Tuesday, December 06, 2005

Oh Sure, Hitchens, You Bet

What? Christopher Hitchens finding fault with a part of his Dear Leader's Iraq puppetry? Surely not!

But he does (at long last, too late, after too much damage):

This time, someone really does have to be fired. The revelation that Defense Department money, not even authorized by Congress for the purpose, has been outsourced to private interests and then used to plant stories in the Iraqi press is much more of a disgrace and a scandal than anyone seems so far to have said.

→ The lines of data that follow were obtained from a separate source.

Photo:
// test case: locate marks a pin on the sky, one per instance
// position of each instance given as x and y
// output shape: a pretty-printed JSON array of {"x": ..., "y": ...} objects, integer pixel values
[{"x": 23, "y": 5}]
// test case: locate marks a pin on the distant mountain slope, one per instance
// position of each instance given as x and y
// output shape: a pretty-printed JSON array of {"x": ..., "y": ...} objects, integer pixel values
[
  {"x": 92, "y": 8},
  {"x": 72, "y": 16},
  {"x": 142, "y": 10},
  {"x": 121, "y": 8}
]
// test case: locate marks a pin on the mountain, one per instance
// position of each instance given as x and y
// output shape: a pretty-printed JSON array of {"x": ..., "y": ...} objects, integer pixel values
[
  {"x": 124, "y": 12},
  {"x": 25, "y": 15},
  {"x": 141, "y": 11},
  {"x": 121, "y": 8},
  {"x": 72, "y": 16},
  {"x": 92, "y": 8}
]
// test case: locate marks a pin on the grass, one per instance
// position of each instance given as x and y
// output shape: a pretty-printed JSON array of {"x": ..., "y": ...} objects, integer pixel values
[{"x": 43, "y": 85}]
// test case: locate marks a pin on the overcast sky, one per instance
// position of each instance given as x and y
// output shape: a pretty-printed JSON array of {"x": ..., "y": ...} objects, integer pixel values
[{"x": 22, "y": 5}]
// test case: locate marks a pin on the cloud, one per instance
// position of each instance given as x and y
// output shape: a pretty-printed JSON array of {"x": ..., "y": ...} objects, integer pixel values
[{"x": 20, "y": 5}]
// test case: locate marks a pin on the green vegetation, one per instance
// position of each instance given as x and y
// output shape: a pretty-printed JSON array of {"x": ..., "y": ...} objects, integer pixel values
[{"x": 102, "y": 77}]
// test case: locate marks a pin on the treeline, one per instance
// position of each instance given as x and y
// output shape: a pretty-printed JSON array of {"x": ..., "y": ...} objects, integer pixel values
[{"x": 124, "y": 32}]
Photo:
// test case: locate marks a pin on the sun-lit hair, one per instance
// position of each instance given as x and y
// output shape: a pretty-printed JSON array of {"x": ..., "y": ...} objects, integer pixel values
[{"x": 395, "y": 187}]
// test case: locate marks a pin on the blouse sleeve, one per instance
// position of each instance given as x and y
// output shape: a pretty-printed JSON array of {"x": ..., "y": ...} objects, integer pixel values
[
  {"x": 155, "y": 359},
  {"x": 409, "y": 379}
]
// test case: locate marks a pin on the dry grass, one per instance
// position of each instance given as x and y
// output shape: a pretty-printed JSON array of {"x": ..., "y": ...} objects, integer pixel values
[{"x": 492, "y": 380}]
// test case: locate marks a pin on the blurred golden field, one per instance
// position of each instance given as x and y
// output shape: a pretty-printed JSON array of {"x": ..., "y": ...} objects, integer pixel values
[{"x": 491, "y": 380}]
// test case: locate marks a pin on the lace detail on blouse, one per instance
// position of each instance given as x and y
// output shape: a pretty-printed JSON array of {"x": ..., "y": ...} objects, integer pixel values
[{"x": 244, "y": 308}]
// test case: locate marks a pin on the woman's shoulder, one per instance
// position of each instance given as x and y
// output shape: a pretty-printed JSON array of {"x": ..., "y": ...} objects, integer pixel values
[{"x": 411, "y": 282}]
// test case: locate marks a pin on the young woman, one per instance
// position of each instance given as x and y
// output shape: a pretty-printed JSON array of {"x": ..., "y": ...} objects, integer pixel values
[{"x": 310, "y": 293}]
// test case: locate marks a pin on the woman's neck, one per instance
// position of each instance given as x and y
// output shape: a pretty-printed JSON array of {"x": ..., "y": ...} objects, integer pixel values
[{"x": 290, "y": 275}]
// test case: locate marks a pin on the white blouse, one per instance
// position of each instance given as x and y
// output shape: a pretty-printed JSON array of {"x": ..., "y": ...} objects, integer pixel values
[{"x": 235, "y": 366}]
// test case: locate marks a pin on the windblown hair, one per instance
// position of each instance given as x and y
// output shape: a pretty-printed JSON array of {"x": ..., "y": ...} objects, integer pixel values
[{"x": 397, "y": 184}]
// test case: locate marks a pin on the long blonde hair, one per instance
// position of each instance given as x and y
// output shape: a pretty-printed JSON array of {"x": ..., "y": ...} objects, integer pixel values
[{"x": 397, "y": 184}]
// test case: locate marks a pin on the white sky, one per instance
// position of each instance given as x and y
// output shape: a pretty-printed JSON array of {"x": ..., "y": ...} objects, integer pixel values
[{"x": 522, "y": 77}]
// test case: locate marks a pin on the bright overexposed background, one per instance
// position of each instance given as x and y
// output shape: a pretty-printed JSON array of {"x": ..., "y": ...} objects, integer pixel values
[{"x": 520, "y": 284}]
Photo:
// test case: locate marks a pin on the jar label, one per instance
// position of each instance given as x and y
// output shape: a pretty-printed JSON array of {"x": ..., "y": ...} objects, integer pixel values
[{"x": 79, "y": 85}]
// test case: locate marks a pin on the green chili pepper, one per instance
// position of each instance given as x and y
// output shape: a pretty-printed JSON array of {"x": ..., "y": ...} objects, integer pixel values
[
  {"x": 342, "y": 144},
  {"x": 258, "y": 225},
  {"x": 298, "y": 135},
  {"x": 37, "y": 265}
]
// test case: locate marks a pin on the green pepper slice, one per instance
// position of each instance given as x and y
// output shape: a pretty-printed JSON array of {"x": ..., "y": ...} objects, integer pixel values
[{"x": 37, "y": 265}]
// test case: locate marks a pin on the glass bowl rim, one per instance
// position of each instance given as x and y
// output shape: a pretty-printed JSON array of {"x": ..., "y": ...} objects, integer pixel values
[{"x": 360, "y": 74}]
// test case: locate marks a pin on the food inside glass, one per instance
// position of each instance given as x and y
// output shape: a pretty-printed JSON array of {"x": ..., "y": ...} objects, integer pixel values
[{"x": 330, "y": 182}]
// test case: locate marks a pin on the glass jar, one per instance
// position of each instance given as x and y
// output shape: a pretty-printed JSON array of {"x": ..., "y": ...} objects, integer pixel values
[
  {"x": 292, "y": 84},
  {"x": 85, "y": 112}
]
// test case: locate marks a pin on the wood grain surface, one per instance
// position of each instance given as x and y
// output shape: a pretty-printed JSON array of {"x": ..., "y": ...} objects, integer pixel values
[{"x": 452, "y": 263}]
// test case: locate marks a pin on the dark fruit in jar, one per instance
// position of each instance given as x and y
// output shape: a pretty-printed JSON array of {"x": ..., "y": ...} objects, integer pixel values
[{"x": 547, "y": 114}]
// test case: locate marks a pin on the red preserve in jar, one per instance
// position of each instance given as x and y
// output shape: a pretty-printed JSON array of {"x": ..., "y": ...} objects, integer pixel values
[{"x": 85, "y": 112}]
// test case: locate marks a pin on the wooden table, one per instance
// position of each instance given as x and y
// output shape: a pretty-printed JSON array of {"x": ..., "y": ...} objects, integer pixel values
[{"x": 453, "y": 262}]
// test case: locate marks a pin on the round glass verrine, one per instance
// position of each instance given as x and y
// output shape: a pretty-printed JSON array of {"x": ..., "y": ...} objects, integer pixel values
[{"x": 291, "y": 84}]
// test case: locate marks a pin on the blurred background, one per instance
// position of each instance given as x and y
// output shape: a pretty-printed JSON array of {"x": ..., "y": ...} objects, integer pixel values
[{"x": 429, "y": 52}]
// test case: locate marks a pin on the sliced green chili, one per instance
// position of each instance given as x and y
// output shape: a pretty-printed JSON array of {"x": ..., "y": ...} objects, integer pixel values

As Professor Corncob says, read the whole thing. No really. It's quite good; and from a different source, would elicit some hearty "well-said"s for its decency and clarity. But, alas, it comes from one of the chief propagandists of the Iraq Operation; more to the point, it comes from someone who should have known better -- who should have seen this sort of shit coming -- all along.

Now, first, Hitchens, what the fuck do you mean "this time, someone really does have to be fired"? Do you honestly expect it? Just who was fired, beyond peons, for Abu Ghraib, which you first called a "Moral Chernobyl", then shamelessly excused as "not as bad as Saddam"? Answer: no one. Who was fired for the looting of the ammo dumps and antiquities? Who was fired for cooking the intel books that got us into the war? Who, goddamn you. So what makes you think it'll happen this time?

Everything Hitchens ever needed to know about his Beloved Liberators the Bush Administration is right in front of his face. Indeed, it reveals itself even from his own pen (or keyboard). Read this ancedote Hitchens himself uses to analogise the Administration's desire to propagandise:

I remember reading, decades ago, of a moment when Richard Nixon had made some desperate speech from his bunker and had then arranged for telegrams of support to be sent to the White House. And I wondered—did he eagerly tear them open and turn moistly to his aides, saying, "See: You can always count on the horse sense of the American people"? Was he, in other words, utterly and happily insulated and yet alarmingly insane?


Yes he was, and so were his aides. And many of the worst of Nixon-Ford's lackeys are now... part of the Bush Administration. Cheney and Rumsfeld, the major architects of the stupid, cynical and bungled Iraq operation, learned from the book of Richard Fucking Nixon, so what did sensible people do when they proposed, so hurriedly, the Iraq War? They opposed it, is what, on the grounds that the Administration was composed of opportunists and kleptocrats who were bound to fuck everything up good. That's why the anti-war people never bought the humanitarian pro-war argument. Look who it came from! In what fucking universe do Donald "Let Me Shake Your Hand, Saddam" Rumsfeld and Dick Cheney qualify as humanitarian? Dirty tricks, propaganda, black bag shit, colluding with dictators when it makes a certain political class rich: these things inevitably come from the likes of Cheney and Rumsfeld.

And what about the neocons? Hitchens would say that the Wolfowitzes and Perles dissented from Nixon, and so contradict my "heirs of Nixon" calculus. Actually, they do not; rather, they reinforce it. Paul Wolfowitz, Richard Perle, Richard Pipes and pretty much the whole gamut of Wohlstetter's lampreys only were opposed to Nixon-Ford-Kissinger foriegn policy in the instances when, in their view, it wasn't crazy and bloody and jingoist and deceitful enough. The fact that the Bush Administration planted fake news in the Iraqi press, the story that so vexes Hitchens that he almost appears to have awakened from his four-year drunk, is the inevitable historical product to be expected from the jackasses who comprised Team B. At least, some of us expected it. Fools like Hitchens affect to be blindsided by it.

I wonder what Lenin's take will be. Sonic's is already up.

Update: Why will no heads roll over the planted Iraq "journalism" (and they won't, Steven Hadley said as much Sunday morning)? The answer is ideological. Read this. Hitchens might have thrown in with other former Trotskyists, but under the existing left-right conditions in the US political climate, he ended up with a bunch of Stalinists. And came to resemble them.